WATCH OUT FOR TRENDINESS
Education is exciting, often because of the chance to innovate and try out new ideas. However, it is important to consider and study the merit of new ideas. ‘Reform’ and ‘initiative’ are words often overdone.
Education that bounces from one new idea to the next, to the next in rapid succession, can present a destabilising and hard to follow classroom experience for children. There seems no end to the plethora of ideas, approaches and priorities that come along.
It is important that schools and teachers apply a filter to suggestions of change. The pros and cons of issues need to be considered. To grasp at something new for the sake of its novelty is unwise.
Schools and staff who take and consider ideas and change suggestions are wise. This is where the value of collaboration and conversation comes to the fore. Within every group, there are those who want to run with change, others who prefer dialogue and careful consideration and a third group who dig in and avoid change at all costs. From this delightful mix, school organisation evolves.
Some thoughts:
* Discuss issues with colleagues and also be a sounding board for them.

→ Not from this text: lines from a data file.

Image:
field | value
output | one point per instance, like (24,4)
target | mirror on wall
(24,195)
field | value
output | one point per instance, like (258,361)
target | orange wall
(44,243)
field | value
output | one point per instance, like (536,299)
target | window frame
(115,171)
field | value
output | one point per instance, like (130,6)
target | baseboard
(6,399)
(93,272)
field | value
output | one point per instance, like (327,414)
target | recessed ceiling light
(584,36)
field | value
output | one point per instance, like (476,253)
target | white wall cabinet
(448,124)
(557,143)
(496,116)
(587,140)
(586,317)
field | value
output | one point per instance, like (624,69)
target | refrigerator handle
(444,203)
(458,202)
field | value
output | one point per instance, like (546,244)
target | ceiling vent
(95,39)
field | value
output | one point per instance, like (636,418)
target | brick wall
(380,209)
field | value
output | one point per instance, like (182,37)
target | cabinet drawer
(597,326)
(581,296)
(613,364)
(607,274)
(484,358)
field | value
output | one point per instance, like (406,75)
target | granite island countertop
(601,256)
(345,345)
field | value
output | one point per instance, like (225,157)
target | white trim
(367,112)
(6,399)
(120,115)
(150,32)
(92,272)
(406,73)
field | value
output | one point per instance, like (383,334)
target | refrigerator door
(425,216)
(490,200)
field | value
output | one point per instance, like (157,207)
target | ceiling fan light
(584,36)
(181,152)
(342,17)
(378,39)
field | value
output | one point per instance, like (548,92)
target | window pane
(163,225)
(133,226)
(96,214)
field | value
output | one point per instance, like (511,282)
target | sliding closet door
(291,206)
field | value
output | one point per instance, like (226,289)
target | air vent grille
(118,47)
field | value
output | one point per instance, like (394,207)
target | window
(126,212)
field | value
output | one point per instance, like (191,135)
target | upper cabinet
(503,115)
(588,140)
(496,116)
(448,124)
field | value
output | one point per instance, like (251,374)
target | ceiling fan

* Read and research new initiatives.
* Make a list of the pros and cons relative to change in teaching approaches.
* Discuss ideas with people who may have trialled them.
* Make the subject one for discussion at unit meetings and possibly whole staff meetings.
* Consider whether changes will build on what has gone before, or whether
they will mean starting all over again in particular areas. There is a lot to be
said for ‘steady state’ or incremental development.
* Take into account budgetary implications of change. Programs that are resource heavy can finish up costing schools a lot of money.
* Consider if change addresses major learning needs or if it is simply about embellishment or ‘prettying the edges’ of learning; is it about superficiality or substance?
Change ought not be resisted by habit. Neither should it be blindly accepted for change’s sake. Consider new ideas on their merit including thinking, reading and discussion with others.
Importantly, consider that change builds on what has gone before. To throw out everything that has been developed, using change as an excuse to ‘start all over’ would be the extreme of foolishness.